As a follow up to my earlier post on Biblical Theology, I wonder if anyone else has come across a very interesting article in the Scottish Journal of Theology by Matthew Myer Boulton. The article is titled: “Supersession or Subsession? Exodus Typology, the Christian Eucharist and the Jewish Passover Meal” (66[1]: 18-29 [2013]). I don’t know Matthew, but it’s a very interesting suggestion he makes.
In a relatively brief article Boulton offers an alternative typology to the typical supersessionist one (which I refered to in the earlier post) which he labels subsessionist – I’m not sure the term will catch on.
Here’s how he says it in the abstract
I propose a subsessionist (as opposed to supersessionist) typological understanding of the Eucharist as a Christian rendition of Passover, at once distinct from its Jewish counterparts today and utterly dependent on the ancient Israelite festival for its intelligibility and force . . . the typology at play here, then so far from being a triumphalist ‘prophecy-fulfilment’ arrangement in which the ‘old’ is valuable only insofar as it serves as a signpost pointing to the ‘new’, is rather a ‘paradigm-rendition’ typology in which the new performance is clarified and authenticated precisely insofar as it corresponds to the old, exalted original (18).

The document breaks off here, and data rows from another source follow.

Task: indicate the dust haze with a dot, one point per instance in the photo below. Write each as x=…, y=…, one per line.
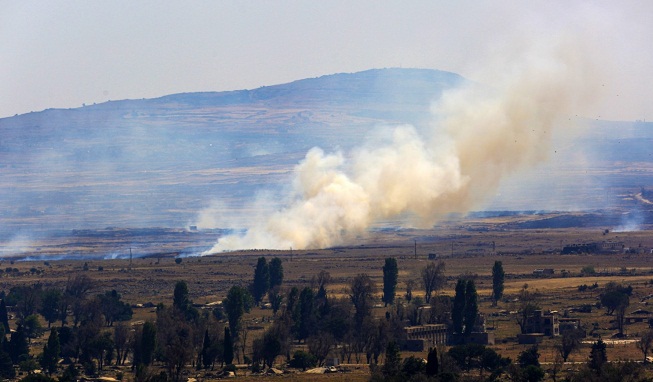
x=480, y=135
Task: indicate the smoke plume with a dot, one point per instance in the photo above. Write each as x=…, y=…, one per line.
x=479, y=135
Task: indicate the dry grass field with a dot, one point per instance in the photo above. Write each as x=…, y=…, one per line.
x=466, y=249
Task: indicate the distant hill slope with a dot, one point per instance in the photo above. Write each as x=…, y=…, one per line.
x=157, y=162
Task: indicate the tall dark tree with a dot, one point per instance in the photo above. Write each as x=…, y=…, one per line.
x=362, y=295
x=51, y=351
x=307, y=320
x=528, y=304
x=50, y=303
x=432, y=363
x=205, y=354
x=7, y=370
x=433, y=279
x=3, y=315
x=18, y=346
x=568, y=343
x=228, y=347
x=276, y=273
x=458, y=309
x=598, y=356
x=238, y=302
x=390, y=275
x=471, y=307
x=261, y=282
x=121, y=339
x=498, y=277
x=148, y=342
x=392, y=365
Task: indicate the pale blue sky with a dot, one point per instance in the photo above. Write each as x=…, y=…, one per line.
x=65, y=53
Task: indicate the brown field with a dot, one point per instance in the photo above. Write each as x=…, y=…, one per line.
x=464, y=248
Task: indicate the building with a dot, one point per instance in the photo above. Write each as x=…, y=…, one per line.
x=541, y=322
x=422, y=337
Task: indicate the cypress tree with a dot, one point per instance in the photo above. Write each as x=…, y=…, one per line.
x=261, y=282
x=3, y=315
x=432, y=365
x=390, y=275
x=458, y=309
x=206, y=349
x=18, y=345
x=51, y=351
x=392, y=365
x=276, y=272
x=498, y=276
x=148, y=343
x=471, y=306
x=228, y=347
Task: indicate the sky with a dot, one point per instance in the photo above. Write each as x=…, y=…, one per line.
x=62, y=54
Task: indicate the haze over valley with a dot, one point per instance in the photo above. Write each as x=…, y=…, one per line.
x=225, y=159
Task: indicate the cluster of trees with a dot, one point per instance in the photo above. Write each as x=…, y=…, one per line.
x=93, y=333
x=84, y=341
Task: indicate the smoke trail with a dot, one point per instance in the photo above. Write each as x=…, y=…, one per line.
x=478, y=137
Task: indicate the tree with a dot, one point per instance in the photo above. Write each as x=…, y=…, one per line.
x=148, y=342
x=261, y=282
x=362, y=294
x=276, y=273
x=621, y=313
x=392, y=365
x=3, y=315
x=99, y=347
x=527, y=306
x=18, y=347
x=175, y=340
x=121, y=337
x=498, y=276
x=276, y=299
x=569, y=342
x=471, y=307
x=458, y=309
x=433, y=279
x=306, y=322
x=432, y=364
x=228, y=347
x=410, y=285
x=50, y=303
x=644, y=344
x=32, y=326
x=238, y=302
x=51, y=351
x=598, y=356
x=390, y=275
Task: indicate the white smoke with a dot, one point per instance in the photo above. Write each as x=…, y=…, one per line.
x=479, y=136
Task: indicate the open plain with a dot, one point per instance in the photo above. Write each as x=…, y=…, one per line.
x=468, y=247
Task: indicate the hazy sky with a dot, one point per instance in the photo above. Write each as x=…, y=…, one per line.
x=64, y=53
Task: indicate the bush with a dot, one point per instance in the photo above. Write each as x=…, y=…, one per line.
x=230, y=367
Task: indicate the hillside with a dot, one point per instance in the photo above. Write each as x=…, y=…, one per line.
x=158, y=162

Boulton opens the essay with a provocative analogy. He draws a comparison between Christian typology and something the then Senator Barak Obama did with Abraham Lincoln in the February 2007 speech announcing his candidacy for President on the steps of the Old State Capital in Springfield, IL. I know for some even the mention of Obama will not please. But it is a very interesting analogy and worth considering.
Boulton examines Obama’s use of Lincoln and describes it as ‘typological, performative [meaning mostly non-verbal – its location and date] and subsessionist”, and this as a way to suggest a fresh approach to typology, particularly with respect to the Eucharist.

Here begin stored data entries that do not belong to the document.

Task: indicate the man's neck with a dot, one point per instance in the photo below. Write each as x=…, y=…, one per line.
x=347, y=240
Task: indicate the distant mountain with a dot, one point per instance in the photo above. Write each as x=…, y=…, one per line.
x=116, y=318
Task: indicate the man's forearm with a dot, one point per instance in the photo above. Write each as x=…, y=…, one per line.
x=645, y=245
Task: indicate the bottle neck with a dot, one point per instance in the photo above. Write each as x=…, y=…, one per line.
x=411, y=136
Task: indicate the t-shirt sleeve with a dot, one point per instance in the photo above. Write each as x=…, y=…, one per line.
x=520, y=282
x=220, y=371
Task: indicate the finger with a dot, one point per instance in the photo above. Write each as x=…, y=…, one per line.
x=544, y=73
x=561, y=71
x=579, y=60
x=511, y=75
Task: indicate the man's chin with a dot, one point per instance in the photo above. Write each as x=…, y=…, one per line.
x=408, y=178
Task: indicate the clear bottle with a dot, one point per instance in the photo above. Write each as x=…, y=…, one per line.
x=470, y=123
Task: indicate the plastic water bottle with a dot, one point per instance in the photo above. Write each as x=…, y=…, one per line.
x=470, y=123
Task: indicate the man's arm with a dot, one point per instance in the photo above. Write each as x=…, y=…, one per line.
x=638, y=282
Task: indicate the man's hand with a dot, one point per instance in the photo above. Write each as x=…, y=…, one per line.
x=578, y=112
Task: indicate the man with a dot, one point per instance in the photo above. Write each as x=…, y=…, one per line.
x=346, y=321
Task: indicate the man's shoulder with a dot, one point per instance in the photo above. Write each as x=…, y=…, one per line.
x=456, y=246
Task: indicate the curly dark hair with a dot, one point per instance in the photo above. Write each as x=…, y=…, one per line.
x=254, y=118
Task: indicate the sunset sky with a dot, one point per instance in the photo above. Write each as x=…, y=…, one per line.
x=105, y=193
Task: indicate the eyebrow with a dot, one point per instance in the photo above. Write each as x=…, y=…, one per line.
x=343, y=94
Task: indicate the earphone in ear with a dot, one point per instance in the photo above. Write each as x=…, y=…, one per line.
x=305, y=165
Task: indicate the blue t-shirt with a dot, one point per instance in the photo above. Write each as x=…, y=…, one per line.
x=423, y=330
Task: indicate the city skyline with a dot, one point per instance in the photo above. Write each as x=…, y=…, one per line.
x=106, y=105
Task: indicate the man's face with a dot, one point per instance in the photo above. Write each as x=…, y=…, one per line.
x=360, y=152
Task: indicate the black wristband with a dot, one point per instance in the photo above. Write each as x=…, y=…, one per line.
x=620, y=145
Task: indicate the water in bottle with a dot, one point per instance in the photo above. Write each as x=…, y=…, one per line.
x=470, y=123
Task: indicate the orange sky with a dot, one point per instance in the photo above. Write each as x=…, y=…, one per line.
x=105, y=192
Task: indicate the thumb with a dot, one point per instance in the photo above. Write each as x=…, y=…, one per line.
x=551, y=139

Here are some of Boulton’s analyses of Obama’s use of Lincoln:
This performative, largely non-verbal typological figure does not conform particularly well to the garden-variety definition of typology commonly found in Christian sources . . . the event did not cast President Lincoln as somehow prophetic in relation to Obama’s own candidacy, nor did Obama cast himself as somehow superseding or superordinate to President Lincoln. On the contrary, Obama did two things: first, he cast himself precisely as a subordinate to Lincoln, in the sense of ‘standing in his shadow’, or ‘walking in his footsteps’. And second, Obama cast himself as coordinate to Lincoln, in the sense of being a contemporary version of him for another age – colloquially, we might say ‘another Lincoln’ . . . a ‘new Lincoln’ relies for his own credibility and legitimacy on the ‘original Lincoln’ of old (20-21).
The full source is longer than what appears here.